简体   繁体   中英

Adding Linux ODBC drivers for SQL Server to a Kaggle/Python docker image

I am trying to build out a data science machine capable of running machine learning python programs in a production environment.

The current business case data needs to be pulled from SQL Server, scored with Machine Learning using python and pushed back to SQL Server.

I want to install the ODBC drivers for Linux.

https://docs.microsoft.com/en-us/sql/connect/odbc/linux-mac/installing-the-microsoft-odbc-driver-for-sql-server

The problem I have is which drivers to install?

When I connect to the container using the following command, it works fine and maps over my python programs in the poc directory.

"docker run -it --volume=c:\\docker\\poc:/poc kaggle/python /bin/bash"

When I try to figure out the version of Linux using the following command,

"uname -a"

I see it is Moby Linux from Docker?

Linux 69982a00af21 4.9.49-moby #1 SMP Wed Sep 27 00:36:29 UTC 2017 x86_64 GNU/Linux

However, what base image is that built from? (Ubuntu, Debian, Fedora, Red Hat, etc)
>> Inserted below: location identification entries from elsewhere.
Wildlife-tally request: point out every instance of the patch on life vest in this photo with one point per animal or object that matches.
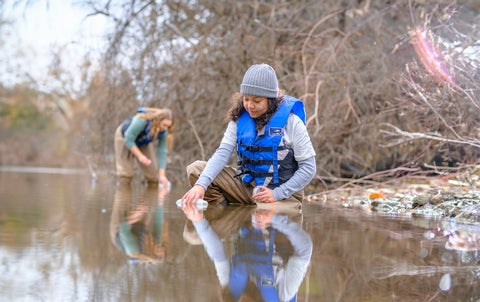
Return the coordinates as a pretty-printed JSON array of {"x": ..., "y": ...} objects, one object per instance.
[{"x": 274, "y": 131}]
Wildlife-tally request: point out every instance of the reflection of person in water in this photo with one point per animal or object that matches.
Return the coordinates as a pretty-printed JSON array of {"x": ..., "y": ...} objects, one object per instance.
[
  {"x": 137, "y": 228},
  {"x": 463, "y": 240},
  {"x": 270, "y": 258}
]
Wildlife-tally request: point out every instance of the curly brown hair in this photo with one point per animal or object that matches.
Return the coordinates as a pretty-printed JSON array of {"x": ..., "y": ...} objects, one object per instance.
[{"x": 237, "y": 108}]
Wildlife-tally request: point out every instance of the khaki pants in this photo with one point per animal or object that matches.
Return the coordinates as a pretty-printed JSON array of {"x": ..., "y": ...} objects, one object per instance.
[
  {"x": 125, "y": 160},
  {"x": 225, "y": 187}
]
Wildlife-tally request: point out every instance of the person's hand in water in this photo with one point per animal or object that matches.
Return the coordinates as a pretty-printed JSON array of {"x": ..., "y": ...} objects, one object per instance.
[
  {"x": 195, "y": 193},
  {"x": 192, "y": 212}
]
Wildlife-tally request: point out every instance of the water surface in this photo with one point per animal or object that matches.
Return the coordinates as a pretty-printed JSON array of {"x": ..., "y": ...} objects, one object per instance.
[{"x": 64, "y": 237}]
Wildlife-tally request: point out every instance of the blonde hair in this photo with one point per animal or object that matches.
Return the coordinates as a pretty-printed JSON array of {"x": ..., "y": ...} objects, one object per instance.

I need a cracker jack Unix Admin to help me out. How do I get ODBC drivers installed?

Any takers!

Thanks in advance for your help.

John

I'm not sure I have exactly the answer you're looking before because you make reference to the Microsoft ODBC driver- however I will share what I've done to get UnixODBC installed (which I then use with the PyODBC module to talk to an MSSQL database).

Here is a summary of the commands I've used (caveat: untested in this format as they're cut and paste from a production Dockerfile that I can't share in it's entirety-):

Assuming you are inside a Debian/Ubuntu-based Linux Docker container

$ apt-get update
$ apt-get install python2.7 python-pip unixodbc unixodbc-dev freetds-bin freetds-dev tdsodbc nano

# nano is a text editor; Ctrl + O to write out, Ctrl + X to exit

$ nano /etc/odbcinst.ini

[FreeTDS]
Description = FreeTDS Driver for MSSQL
Driver = /usr/lib/x86_64-linux-gnu/odbc/libtdsodbc.so
Setup = /usr/lib/x86_64-linux-gnu/odbc/libtdsS.so

$ nano /etc/freetds/freetds.conf

[global]
#   $Id: freetds.conf,v 1.12 2007-12-25 06:02:36 jklowden Exp $
#
# This file is installed by FreeTDS if no file by the same
# name is found in the installation directory.
#
# For information about the layout of this file and its settings,
# see the freetds.conf manpage "man freetds.conf".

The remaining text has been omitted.